Can President Trump Pull Off the Moscow Reset?

President-elect Donald Trump held a cordial telephone conversation with Russian President Vladimir Putin shortly after Trump’s election. The two men agreed to meet soon after the January 20, 2017 inauguration. There is an expectation that a meeting could take place before the end of January. There is also an expectation that Presidents Trump and Putin will reach an early accord on counter-terror cooperation, and that the United States and Russia will begin the process of mending fences, following a dangerous collapse in US-Russian relations, bordering on a new Cold War.

When President Barack Obama met briefly with Russian President Putin on the sidelines of the mid-November APEC summit meeting in Lima, Peru, it was at President Putin’s initiative (he saw President Obama standing alone and walked up to him and started talking). The Russian and American official accounts of that four-minute exchange were so radically different that it is clear the two men did not reach a last moment meeting of the minds. According to the Kremlin version, Putin pressed President Obama to revive the Kerry-Lavrov efforts to reach an agreement on how to solve the Syrian war diplomatically, and also urged the US President to press Kiev to honor the terms of the Minsk II accords on the status of the Donbas region of eastern Ukraine. The American printout had President Obama scolding Putin for standing in the way of a final Minsk II deal.

For much of the Obama term in office, hatred of Russian President Putin has become the most popular cocktail party topic, subject of Congressional hearings, and Washington Post, New York Times and Wall Street Journal opinion columns. Last Sunday, the Washington Post accused Russian hackers and disinformation peddlers of hijacking the US Presidential elections—in favor of Donald Trump.  A website, has gotten widespread coverage in the mainstream media, accusing a long list of anti-establishment publications and websites of peddling Putin propaganda and outright “fake news.”

This heavy anti-Russia mood is a significant factor in the Congress, where Senator John McCain chairs the Senate Armed Services Committee and where his close ally, Senator Lindsey Graham, chairs a powerful subcommittee on foreign operations of the Senate Appropriations Committee.
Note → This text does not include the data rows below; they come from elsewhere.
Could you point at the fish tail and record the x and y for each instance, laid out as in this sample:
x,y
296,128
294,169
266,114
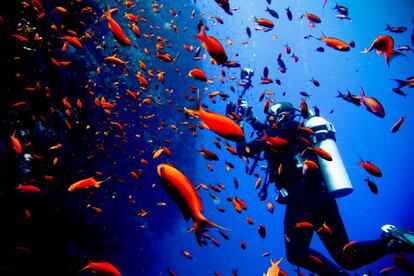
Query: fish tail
x,y
194,112
201,225
264,137
86,266
401,83
98,183
202,34
391,54
107,14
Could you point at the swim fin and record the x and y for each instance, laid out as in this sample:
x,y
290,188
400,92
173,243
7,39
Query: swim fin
x,y
400,240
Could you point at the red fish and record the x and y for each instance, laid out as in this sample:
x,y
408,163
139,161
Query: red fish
x,y
17,146
372,186
102,268
116,29
312,17
275,270
213,46
383,44
397,125
86,183
335,43
28,188
217,123
264,22
186,197
320,152
372,104
370,168
198,74
303,224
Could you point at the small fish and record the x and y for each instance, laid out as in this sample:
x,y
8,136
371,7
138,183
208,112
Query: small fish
x,y
221,125
384,44
198,74
262,231
264,22
265,72
102,268
213,46
397,125
320,49
272,12
303,224
186,196
341,9
225,5
315,82
86,183
370,168
312,17
275,270
395,29
372,104
249,32
281,62
372,186
289,14
116,29
408,82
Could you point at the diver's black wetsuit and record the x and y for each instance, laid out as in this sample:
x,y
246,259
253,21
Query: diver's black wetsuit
x,y
308,201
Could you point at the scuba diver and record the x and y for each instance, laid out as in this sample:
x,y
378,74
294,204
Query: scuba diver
x,y
305,165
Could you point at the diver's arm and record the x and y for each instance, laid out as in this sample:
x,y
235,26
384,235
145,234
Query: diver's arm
x,y
254,148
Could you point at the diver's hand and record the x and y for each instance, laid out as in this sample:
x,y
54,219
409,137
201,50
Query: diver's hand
x,y
263,193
The two have been harsh critics of Russia and of President-elect Trump’s pledge to resume cooperation with Moscow. They have been powerful boosters of the NATO expansion eastward to the Russian borders, and of the deployment of missile defense systems to Southeast Europe along the Black Sea.
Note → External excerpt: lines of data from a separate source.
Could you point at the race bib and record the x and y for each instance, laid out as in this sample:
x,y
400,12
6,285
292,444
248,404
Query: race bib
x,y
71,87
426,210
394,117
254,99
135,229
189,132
While President-elect Trump’s National Security Adviser, Lt. Gen. Michael Flynn has recently been to Moscow and has met personally with President Putin, the former chief of the Defense Intelligence Agency (DIA) has also co-authored a book dealing with this issue. In their book, (The Field of Fight: How We Can Win the Global War Against Radical Islam and Its Allies) the two authors identified Russia as a leading enabler for outright terror states Iran, Syria and North Korea.

This week, President-elect Trump named K.T. McFarland as his Deputy National Security Adviser. McFarland served in the Nixon, Ford and Reagan Administrations and she was an aide to Henry Kissinger and a speechwriter for President Reagan’s Defense Secretary Casper Weinberger. She, too, is considered to be an arch conservative, who will be hesitant to support a full embrace of Moscow as a partner in the Global War on Terror or other critical international efforts.

President-elect Trump will have some significant allies if he attempts to follow through with Putin. Representative Dana Rohrabacher, a senior California Republican, has been a powerful advocate of a Washington-Moscow partnership on a wide range of global issues, including a revival of arms control agreements and a pullback of NATO from the Baltics and Central Europe.

On November 21, Edward Lozansky, the president of American University in Moscow, and Jim Jatras, a leading Republican attorney and former Senate Republican research director, wrote in Chronicles magazine that “The Big Three: America, Russia, and China Must Join Hands for Security, Prosperity and Peace.” They wrote: “When Trump takes office, for the first time since Ronald Reagan we will have a president with the stature and vision to put the interests of the American people first. Trump’s firm hand on the tiller of the American ship of state, combined with his business sense will enable him to deal confidently but fairly with the formidable, no-nonsense leaders of the world’s next two major powers: Russia’s Vladimir Putin and China’s Xi Jinping. This is a unique historic opportunity that must not be wasted… A Trump-Putin-Xi `Big Three Summit’ should be a priority for the new U.S. President’s first 100 days.”

Despite that lofty, optimistic rhetoric, there is much that is yet to be determined about Trump’s campaign pledge to work with Putin. Key national security posts have not yet been filled, including Defense Secretary, Secretary of State and Secretary of the Treasury. Under Presidents George W. Bush and Barack Obama, the Treasury Department’s enforcement division has been an active foreign policy player, through the implementation of harsh sanctions against Russia, Iran, North Korea and other targets. 

President-elect Trump has had two meetings with Mitt Romney, who remains a top contender for Secretary of State. Romney campaigned as the GOP nominee for President in 2012 on a foreign policy platform that deemed Russia to be the greatest threat to global stability and to U.S. interests around the world.  Other hardliners, including Generals David Petraeus and James Mattis are also on the short list for Secretary of Defense or State.

Trump will face two opposed forces: on the one hand, the Republican Party factions or Cabinet appointees, and on the other, the views he expressed during his campaign in relation with forging strong ties with Putin. One of Trump’s closest advisers, Roger Stone, had made clear that the president-elect is intent on keeping neocon influences away from his national security agenda. As President, Trump has the opportunity to establish a personal rapport with Putin, and to order his national team to follow his lead. But these are hypothetical factors that will not be clear until his inauguration and his first actions as President demonstrate his ability to remain independent.

And there is also the question of what Russian President Putin really wants. The recent Russian offensive in Aleppo did not make Trump’s “Russia reset” any easier, and Putin could miscalculate the opportunity by assuming that Trump will be easy to manipulate.

Is the US President-elect up to these multiple challenges?  Only time will tell.